LONDON -- Stock index futures at 7 a.m. EDT indicated that the Dow Jones Industrial Average (^DJI 0.76%) may open down by 0.28% this morning, while the S&P 500 (^GSPC 1.29%) may open 0.33% lower.

European markets edged lower this morning as investors reacted to several downbeat earnings reports and turned cautious ahead of today's U.S. GDP data, due at 8.30 a.m. EDT. Consensus forecasts suggested that U.S. GDP may have risen by 3% during the first quarter of the year on an annualized basis, after rising by 0.4% in the final quarter of 2012. Today's other main economic report was April's University of Michigan consumer sentiment survey, which was due at 9.55 a.m. and was expected to show a slight rise in consumer sentiment to 74.0, up from 72.3 in March.

Companies due to report earnings before the opening bell this morning included Chevron, Burger King and Goodyear Tire. Forest products company Weyerhaeuser reported a 351% increase in first-quarter net earnings to $144 million or $0.26 per share, up from $41 million and $0.08 per share for the same period last year. Tyco International said that it would take a $124 million charge on its first-quarter earnings, much of it related to an environmental issue at a Wisconsin plant. The charge caused quarterly earnings to fall to $0.16 per share, down from $0.29 per share for the same period last year.

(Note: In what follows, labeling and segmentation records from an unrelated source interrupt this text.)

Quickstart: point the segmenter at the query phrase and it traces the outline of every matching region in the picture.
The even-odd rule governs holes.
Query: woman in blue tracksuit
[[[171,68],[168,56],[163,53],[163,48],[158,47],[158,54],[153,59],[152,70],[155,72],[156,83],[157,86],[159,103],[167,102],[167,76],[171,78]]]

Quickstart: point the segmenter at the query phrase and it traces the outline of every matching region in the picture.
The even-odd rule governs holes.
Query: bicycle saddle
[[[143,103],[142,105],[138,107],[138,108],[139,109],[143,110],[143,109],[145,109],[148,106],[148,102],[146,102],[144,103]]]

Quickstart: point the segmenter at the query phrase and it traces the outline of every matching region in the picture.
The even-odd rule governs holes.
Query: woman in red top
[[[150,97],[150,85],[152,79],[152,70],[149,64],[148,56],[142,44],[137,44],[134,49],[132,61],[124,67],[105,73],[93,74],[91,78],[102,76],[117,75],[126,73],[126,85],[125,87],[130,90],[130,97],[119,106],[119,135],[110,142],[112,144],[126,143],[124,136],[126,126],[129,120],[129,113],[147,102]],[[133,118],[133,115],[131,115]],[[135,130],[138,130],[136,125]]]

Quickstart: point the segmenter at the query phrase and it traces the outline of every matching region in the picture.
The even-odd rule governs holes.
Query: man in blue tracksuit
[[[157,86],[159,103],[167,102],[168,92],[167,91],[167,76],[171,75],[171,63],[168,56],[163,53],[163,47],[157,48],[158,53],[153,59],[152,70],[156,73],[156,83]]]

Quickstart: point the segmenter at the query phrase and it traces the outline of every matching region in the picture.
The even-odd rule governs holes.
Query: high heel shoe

Several major Nasdaq stocks could be actively traded when markets open this morning. Amazon fell 3.2% in German trading this morning, after the retailer said that earnings for the second quarter would fall within a range from an operating loss of $340 million to a profit of $10 million, substantially below analysts' average forecast for a profit of $165 million. Expedia slid 5.3% in after-hours trading last night, after the online travel firm's CFO said that increased competition for its Hotwire travel website meant that earnings would be $20 million to $30 million lower than expected in 2013. Completing our trio of falling Nasdaq stocks, Starbucks' share price fell by 3% in German trading this morning, after it missed revenue expectations in its latest quarterly results. CEOTroy Alstead told Bloomberg that "Europe continues to be just a challenging place for us."